Malaya Cement Limited (Malayan Cement Bhd) kicked off its 2026 fiscal year with a record performance, achieving a net profit of RM200.57 million in the first quarter ended September 30, 2024, up 43.84% from RM139.44 million in the same period last year. Revenue also rose 3.84% year-on-year to 1.22 billion ringgit, both hitting record highs. Documents submitted to the exchange show that this impressive report card is mainly due to the strong performance of cement, aggregate and concrete business, as well as the reduction of maintenance costs and the continuous promotion of efficiency improvement measures. Despite the strong performance, the company did not declare a quarterly dividend. Malayan Cement has shown full confidence in its
future growth prospects. The company pointed out that a series of major infrastructure projects in Malaysia will be a strong support for demand, including large-scale civil engineering construction, residential development and the construction of logistics hubs, data centers and industrial facilities.
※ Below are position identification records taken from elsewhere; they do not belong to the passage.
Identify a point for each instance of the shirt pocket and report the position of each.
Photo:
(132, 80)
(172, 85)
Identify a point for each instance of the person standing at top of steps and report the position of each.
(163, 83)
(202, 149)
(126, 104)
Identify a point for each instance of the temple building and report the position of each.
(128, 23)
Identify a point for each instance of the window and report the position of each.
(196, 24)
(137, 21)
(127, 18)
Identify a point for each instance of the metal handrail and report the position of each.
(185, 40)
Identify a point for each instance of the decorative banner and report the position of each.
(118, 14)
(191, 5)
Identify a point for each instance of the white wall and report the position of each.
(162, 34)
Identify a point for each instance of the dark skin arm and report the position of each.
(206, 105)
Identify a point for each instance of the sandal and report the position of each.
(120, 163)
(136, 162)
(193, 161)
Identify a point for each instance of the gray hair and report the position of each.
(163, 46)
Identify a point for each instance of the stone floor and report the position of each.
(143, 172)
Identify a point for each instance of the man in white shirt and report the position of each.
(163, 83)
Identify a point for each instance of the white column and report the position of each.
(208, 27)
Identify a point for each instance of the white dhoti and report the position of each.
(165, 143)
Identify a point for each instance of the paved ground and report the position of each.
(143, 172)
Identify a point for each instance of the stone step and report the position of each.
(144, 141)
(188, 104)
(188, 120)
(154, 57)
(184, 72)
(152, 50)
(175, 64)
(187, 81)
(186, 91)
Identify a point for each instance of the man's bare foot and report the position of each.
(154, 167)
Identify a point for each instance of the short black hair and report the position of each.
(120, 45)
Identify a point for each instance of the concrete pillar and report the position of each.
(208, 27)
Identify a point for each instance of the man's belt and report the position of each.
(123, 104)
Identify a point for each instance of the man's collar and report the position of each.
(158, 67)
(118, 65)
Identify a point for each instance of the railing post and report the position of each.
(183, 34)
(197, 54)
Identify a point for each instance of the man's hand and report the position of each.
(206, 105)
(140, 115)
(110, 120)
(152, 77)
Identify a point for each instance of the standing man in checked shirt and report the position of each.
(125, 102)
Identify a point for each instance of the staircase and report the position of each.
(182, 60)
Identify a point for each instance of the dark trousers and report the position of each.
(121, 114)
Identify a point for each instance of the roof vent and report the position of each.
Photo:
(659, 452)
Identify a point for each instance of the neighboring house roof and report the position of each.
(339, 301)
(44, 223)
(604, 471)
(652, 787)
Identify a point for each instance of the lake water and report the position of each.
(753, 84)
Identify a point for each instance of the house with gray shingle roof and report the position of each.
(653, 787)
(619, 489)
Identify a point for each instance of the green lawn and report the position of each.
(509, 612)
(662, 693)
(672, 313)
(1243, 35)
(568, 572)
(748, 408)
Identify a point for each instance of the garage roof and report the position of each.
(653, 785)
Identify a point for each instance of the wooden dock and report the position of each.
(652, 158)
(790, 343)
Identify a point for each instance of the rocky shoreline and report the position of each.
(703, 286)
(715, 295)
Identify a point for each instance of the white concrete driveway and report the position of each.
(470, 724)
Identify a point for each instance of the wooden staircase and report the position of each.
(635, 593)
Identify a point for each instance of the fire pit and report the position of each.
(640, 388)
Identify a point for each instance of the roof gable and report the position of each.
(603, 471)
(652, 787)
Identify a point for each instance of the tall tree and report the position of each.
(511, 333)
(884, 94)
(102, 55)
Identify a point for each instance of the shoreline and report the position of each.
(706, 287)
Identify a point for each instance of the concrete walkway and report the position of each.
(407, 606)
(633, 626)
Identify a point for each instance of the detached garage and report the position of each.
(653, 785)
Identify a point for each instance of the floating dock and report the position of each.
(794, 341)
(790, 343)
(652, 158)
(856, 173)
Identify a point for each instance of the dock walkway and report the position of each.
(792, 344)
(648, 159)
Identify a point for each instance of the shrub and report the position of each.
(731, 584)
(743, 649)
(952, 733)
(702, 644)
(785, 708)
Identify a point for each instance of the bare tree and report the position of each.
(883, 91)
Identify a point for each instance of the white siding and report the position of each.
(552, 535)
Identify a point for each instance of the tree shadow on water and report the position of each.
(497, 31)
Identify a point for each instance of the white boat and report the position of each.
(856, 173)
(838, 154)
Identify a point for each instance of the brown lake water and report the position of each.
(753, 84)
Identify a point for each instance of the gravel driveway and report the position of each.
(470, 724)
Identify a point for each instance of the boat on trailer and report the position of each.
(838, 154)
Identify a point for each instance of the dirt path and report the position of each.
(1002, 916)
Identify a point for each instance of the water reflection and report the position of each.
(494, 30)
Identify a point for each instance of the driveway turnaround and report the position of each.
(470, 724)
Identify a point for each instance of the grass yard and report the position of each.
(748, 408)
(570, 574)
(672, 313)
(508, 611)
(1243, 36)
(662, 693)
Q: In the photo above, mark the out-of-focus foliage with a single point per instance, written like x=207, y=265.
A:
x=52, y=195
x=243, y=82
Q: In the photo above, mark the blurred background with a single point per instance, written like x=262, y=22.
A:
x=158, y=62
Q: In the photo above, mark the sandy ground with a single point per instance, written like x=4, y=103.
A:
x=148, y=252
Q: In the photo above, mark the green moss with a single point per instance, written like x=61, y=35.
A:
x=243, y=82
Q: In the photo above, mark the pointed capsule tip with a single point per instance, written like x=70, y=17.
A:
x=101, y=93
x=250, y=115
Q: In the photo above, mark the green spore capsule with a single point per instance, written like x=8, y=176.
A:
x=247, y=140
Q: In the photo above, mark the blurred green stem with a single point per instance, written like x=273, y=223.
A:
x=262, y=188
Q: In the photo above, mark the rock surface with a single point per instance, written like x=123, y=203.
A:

Of these, the Johor-Singapore Special Economic Zone was particularly highlighted as a key catalyst. According to the forecast of Johor government officials, this cross-border cooperation economic zone is expected to create up to 100,000 jobs by 2030, contributing $26 billion annually to Malaysia's economy, especially the demand for residential property around the economic zone is expected to rise significantly. The cooperation agreement was formally signed by the governments of Singapore and Malaysia in January this year. In addition, Malaysia's young and rapidly urbanizing population structure also provides a fundamental guarantee for the long-term demand of the cement industry.
Faced with the uncertainty and volatility of the global economy, Malayan Cement maintained a "cautious optimism" attitude and made it clear that it would continue to tap the potential of efficiency in operation, logistics and distribution.